Говорить «да» и «нет» было равно глупым, и Дикон поплелся за своим эром, не решаясь поднять глаза. Ворон тоже молчал, понять, что было у него на уме, мог разве что Леворукий.
– Эр Рокэ…
Алва, продолжая задумчиво жевать, соизволил посмотреть на оруженосца.
– Как вы меня назвали?
– Монсеньор…
– Именно. Я вам уже советовал придержать «эра» для Штанцлера и Приддов, но вы что-то хотели?
– Что будет с Преосвященным?
– А я откуда знаю? – Рокэ воззрился на крылышко какого-то существа. – Видимо, его кто-нибудь где-нибудь когда-нибудь убьет, эсператисты причислят беднягу к лику святых, и всем будет хорошо, а лучше всех Эсперадору.
– Я не об этом… Они же здесь.
– Увы, я не запрещал вам принимать гостей, а что не запрещено, то разрешено.
– Монсеньор, что вы будете делать?
– Помоюсь и лягу спать. До вечера. Ваши гости, Ричард, это ваши заботы, но чем быстрее вы их куда-нибудь спровадите, тем лучше.
Глава 4
Оллария
«Le Roi des Coupes» & «Le Cing des Épées»
О том, что болван-булочник всю ночь пробегал с черным бантом и не прислал свежего хлеба, Луиза Арамона узнала, выйдя к завтраку. Мать кипела от негодования, по мнению госпожи Аглаи Кредон, нерадивого пекаря следовало по меньшей мере повесить. Луиза вздохнула и села на свое место. Мать, несмотря на хрупкость и малый рост, была решительной и властной, хотя умело это скрывала от своего бессменного покровителя. Граф Крединьи видел в Аглае Кредон беззащитное создание, которое без него незамедлительно зачахнет и пропадет. Он бы безмерно удивился, увидев, как его робкая любовница распекает прислугу и сворачивает в бараний рог дочерей и внуков.
Именно поэтому Луиза до последнего тянула с переездом, но у нее не было выхода – после исчезновения Арнольда жизнь в Кошоне стала невыносимой, а потом муж вернулся. Мертвый. И увел Циллу. Мать в это не верила, то есть не верила, что к ним приходил выходец. Ненавидевшая зятя Аглая решила, что тот просто сбежал под юбку к какой-нибудь красотке, а Циллу забрал, чтобы насолить жене, а если госпожа Кредон что-то решала, то переубедить ее не мог ни Создатель, ни Леворукий. Луиза с матерью не спорила, зачем? Ссориться было глупо во всех отношениях, к тому же из Олларии происшедшее и впрямь казалось кошмарным сном. Арнольд не появлялся, Цилла – тоже, хотя Дениза и пророчила, что по ночам дочка будет плакать под окнами, просить, чтоб ее пустили. Кормилица не верила, что все кончено, и где могла развешивала и раскладывала свои обереги. Разумеется, это стало причиной ссор. Мать Денизу возненавидела в считаные дни, но тут уж Луиза встала грудью.
Аглая Кредон называла дочь суеверной дурой, свихнувшейся без мужа и пляшущей под дудку деревенской бабы. Дочь то отмалчивалась, то огрызалась, то оправдывалась. К несчастью, зажить собственным домом вдова капитана Арамоны не могла. Сначала Луиза надеялась на отца, обожавшего Селину, но господин граф хотел, чтоб его любовница, дочь и внуки жили под одной крышей. Ему, одиноко обитающему в огромном особняке, и в голову не приходило, что жить большой семьей не такое уж великое счастье.

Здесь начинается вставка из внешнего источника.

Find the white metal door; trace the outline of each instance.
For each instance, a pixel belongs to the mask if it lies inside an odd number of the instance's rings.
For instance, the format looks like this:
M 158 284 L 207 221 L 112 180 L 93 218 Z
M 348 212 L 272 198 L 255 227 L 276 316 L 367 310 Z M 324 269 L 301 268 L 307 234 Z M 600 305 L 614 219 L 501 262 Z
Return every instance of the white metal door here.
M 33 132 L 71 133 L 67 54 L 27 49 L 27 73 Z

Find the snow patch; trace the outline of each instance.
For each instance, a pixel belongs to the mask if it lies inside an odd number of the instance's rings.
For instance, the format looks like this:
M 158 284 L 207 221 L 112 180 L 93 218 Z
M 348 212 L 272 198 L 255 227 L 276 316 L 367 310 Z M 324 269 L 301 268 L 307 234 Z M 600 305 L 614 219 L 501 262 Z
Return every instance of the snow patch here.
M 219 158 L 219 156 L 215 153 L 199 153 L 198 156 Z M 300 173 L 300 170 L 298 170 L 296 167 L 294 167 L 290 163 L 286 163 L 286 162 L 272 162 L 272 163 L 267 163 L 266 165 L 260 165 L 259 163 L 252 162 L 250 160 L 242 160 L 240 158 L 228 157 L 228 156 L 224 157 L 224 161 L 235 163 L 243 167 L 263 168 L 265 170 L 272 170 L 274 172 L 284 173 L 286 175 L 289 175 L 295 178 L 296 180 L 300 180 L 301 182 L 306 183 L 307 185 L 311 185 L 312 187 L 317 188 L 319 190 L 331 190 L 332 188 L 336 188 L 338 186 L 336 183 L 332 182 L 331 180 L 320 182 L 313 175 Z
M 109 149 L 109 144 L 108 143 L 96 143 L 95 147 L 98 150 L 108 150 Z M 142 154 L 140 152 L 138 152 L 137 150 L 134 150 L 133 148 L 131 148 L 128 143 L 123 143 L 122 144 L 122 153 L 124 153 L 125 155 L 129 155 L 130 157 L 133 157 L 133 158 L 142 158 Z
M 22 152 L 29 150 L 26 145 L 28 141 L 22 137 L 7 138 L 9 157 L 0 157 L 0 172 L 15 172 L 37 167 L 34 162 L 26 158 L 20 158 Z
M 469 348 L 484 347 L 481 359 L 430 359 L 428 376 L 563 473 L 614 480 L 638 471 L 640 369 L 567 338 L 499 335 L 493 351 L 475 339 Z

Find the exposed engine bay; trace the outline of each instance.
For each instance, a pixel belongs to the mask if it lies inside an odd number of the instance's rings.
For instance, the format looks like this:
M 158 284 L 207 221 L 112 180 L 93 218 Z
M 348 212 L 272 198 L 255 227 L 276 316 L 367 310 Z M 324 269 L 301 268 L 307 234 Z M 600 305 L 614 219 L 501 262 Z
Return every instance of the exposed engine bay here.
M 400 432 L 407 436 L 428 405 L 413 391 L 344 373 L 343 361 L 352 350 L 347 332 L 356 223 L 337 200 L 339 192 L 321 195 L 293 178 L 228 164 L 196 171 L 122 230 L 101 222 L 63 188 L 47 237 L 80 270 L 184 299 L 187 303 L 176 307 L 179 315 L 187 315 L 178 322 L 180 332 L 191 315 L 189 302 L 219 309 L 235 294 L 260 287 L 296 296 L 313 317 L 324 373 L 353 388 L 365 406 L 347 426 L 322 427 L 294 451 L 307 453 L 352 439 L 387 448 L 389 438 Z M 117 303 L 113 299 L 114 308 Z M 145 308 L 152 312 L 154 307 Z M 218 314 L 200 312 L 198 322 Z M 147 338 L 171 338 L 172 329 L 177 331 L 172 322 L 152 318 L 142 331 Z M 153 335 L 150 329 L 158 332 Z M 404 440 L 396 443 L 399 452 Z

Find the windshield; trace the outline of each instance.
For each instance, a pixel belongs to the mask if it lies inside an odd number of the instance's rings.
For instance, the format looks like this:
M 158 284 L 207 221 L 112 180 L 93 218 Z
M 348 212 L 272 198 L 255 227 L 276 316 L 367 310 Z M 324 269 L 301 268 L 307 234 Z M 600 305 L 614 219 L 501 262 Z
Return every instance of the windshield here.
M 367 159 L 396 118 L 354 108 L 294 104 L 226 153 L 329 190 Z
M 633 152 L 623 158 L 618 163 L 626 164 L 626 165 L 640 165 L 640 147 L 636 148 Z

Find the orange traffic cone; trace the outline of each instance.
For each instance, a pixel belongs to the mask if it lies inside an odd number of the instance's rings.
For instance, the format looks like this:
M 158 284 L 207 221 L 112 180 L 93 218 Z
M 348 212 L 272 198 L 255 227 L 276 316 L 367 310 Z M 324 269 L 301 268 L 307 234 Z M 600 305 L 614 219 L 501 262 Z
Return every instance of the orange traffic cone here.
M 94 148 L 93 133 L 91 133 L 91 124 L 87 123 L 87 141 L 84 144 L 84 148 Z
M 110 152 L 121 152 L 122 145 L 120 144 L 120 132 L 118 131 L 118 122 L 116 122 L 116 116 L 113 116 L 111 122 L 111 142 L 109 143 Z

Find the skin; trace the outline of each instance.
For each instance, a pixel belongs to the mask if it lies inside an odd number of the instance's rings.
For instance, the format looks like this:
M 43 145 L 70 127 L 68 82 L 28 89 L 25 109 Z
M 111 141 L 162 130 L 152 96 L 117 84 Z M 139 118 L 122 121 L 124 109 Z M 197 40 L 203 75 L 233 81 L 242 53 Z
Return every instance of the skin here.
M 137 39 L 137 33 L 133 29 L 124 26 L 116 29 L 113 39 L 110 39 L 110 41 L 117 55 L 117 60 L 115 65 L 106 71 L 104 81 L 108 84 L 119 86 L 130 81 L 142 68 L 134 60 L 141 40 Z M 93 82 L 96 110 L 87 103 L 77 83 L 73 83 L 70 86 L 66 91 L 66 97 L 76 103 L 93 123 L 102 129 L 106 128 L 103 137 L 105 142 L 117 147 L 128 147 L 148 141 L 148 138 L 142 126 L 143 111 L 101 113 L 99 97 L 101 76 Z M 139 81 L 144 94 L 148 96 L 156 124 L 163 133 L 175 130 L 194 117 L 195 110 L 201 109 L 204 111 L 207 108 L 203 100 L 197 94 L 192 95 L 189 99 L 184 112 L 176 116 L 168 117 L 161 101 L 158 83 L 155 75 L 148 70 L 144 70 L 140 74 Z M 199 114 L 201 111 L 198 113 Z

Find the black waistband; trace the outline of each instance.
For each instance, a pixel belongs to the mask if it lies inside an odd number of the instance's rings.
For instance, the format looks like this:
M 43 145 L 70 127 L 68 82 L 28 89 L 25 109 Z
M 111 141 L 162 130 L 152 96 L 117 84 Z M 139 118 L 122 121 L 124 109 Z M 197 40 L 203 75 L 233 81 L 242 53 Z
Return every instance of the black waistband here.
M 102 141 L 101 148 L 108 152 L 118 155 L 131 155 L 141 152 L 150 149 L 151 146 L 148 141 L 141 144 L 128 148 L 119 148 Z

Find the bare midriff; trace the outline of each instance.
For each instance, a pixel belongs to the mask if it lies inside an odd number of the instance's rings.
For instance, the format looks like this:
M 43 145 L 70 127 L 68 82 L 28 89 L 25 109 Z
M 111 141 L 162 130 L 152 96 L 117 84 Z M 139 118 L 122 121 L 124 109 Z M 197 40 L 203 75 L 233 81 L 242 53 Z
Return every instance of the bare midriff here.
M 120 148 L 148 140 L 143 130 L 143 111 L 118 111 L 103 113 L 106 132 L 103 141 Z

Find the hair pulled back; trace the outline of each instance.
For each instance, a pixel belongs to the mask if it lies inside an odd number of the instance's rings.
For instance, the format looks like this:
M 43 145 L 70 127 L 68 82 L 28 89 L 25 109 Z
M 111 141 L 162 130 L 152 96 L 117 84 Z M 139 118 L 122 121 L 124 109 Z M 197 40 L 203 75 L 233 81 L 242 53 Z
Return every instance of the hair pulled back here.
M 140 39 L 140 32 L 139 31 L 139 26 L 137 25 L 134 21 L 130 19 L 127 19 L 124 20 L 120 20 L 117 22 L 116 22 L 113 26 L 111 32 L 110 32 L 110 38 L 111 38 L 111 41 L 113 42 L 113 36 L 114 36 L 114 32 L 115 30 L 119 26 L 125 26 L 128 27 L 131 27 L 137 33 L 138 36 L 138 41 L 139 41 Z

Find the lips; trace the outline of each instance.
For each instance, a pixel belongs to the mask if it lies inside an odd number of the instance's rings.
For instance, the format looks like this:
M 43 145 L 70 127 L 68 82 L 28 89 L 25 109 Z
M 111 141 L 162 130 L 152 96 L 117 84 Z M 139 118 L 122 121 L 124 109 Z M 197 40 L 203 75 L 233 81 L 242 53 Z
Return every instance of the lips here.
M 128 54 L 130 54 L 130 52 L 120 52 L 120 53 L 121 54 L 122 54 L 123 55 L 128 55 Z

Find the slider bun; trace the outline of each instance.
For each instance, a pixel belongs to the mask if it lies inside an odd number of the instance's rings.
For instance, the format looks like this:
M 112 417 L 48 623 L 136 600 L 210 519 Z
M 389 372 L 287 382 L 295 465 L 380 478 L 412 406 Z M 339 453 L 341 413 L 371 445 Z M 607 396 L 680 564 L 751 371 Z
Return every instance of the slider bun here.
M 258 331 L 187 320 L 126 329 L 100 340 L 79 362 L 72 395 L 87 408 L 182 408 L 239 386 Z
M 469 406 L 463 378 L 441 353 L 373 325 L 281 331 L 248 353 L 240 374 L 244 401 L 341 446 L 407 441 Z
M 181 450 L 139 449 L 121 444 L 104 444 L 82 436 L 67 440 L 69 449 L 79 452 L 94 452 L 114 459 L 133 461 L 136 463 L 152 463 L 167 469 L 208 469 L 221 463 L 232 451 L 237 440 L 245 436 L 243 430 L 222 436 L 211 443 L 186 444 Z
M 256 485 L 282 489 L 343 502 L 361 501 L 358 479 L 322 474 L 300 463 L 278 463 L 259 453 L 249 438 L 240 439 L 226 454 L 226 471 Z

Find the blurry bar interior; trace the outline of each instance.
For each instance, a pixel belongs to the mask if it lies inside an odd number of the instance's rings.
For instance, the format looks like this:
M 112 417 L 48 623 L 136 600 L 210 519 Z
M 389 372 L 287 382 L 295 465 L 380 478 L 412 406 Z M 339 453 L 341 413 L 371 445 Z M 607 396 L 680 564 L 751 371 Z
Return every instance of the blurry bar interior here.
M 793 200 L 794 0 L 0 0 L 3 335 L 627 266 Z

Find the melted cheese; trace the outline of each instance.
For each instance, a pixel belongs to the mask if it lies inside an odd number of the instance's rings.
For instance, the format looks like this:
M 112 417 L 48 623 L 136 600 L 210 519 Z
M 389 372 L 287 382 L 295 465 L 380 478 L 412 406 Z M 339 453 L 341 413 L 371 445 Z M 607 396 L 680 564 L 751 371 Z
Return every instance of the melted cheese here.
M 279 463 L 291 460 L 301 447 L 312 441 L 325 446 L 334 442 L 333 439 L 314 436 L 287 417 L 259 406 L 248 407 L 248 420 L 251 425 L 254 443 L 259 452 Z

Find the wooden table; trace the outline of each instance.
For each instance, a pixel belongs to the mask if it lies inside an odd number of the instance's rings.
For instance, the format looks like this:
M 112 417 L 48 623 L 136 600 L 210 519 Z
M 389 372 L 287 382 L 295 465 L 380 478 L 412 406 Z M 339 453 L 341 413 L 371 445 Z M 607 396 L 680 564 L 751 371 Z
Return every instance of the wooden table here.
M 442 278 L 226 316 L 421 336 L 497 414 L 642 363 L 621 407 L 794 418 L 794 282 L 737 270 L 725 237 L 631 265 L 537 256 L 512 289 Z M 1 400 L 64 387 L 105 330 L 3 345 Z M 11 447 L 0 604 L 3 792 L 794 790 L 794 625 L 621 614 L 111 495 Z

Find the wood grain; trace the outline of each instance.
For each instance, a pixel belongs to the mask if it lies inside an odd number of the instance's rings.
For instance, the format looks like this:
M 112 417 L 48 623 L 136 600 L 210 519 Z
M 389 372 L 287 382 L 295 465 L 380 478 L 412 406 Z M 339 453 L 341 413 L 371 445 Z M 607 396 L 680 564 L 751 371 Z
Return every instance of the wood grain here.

– Я не намерена больше иметь дело с этим мерзавцем. – Луиза вздрогнула от неожиданности – оказывается, мать до сих пор возмущается. Не получить на завтрак горячую булочку и в самом деле страшно!
– Мама, не нужно ссориться с лигистами! Им же покровительствует кардинал!
– Теперь я понимаю, почему от тебя сбежал муж, – Аглая Кредон оттолкнула корзинку с шелками, – если все время ноги поджимать и жить с оглядкой, на тебе все ездить станут. Этот мужлан должен знать, с кем имеет дело! Я сотру его в порошок.
– И все-таки, мама, нужно быть осторожней. Баронесса предупреждала…
– Твоя баронесса – шлюха, – отрезала Аглая, – если ей хочется, пусть бежит, а нам бояться нечего.
Луиза могла возразить, что Марианна, в отличие от Аглаи Кредон, замужем, причем за настоящим бароном, и что совет уехать она получила не от кого-то, а от коменданта Олларии, но спорить с матерью было себе дороже. Аглая вела себя так, словно была не любовницей графа, а законной супругой, она искренне гордилась своей добродетелью и высоким положением.
– Не знаю, мама, – Луиза задумчиво покачала головой, – возможно, все же имеет смысл уехать.
– И бросить дом? – возмутилась Аглая. – В пустой дом точно залезут, а слугам и соседям доверять нельзя.
Слугам мать не доверяла, впрочем, слуги в их доме и не задерживались. Что до соседей, то Аглая презирала не только неверных жен, старых дев и куртизанок, но и простых горожан, называя их не иначе как чернью и сбродом. Неудивительно, что друзей у госпожи Кредон не было, а врагов хватало.
– Мама, – Луиза поднялась. – Я, пожалуй, схожу в церковь. Завтра все-таки праздник.
– Дело хозяйское, – пожала плечами госпожа Кредон, – хочешь лоб разбивать – разбивай. Завтра на дневную службу пойдем все.
– Я схожу еще и сегодня.
В церковь Луизе не хотелось, ей хотелось уйти из дома и побыть хоть немного одной. Именно поэтому капитанша не взяла конные носилки, а отправилась пешком.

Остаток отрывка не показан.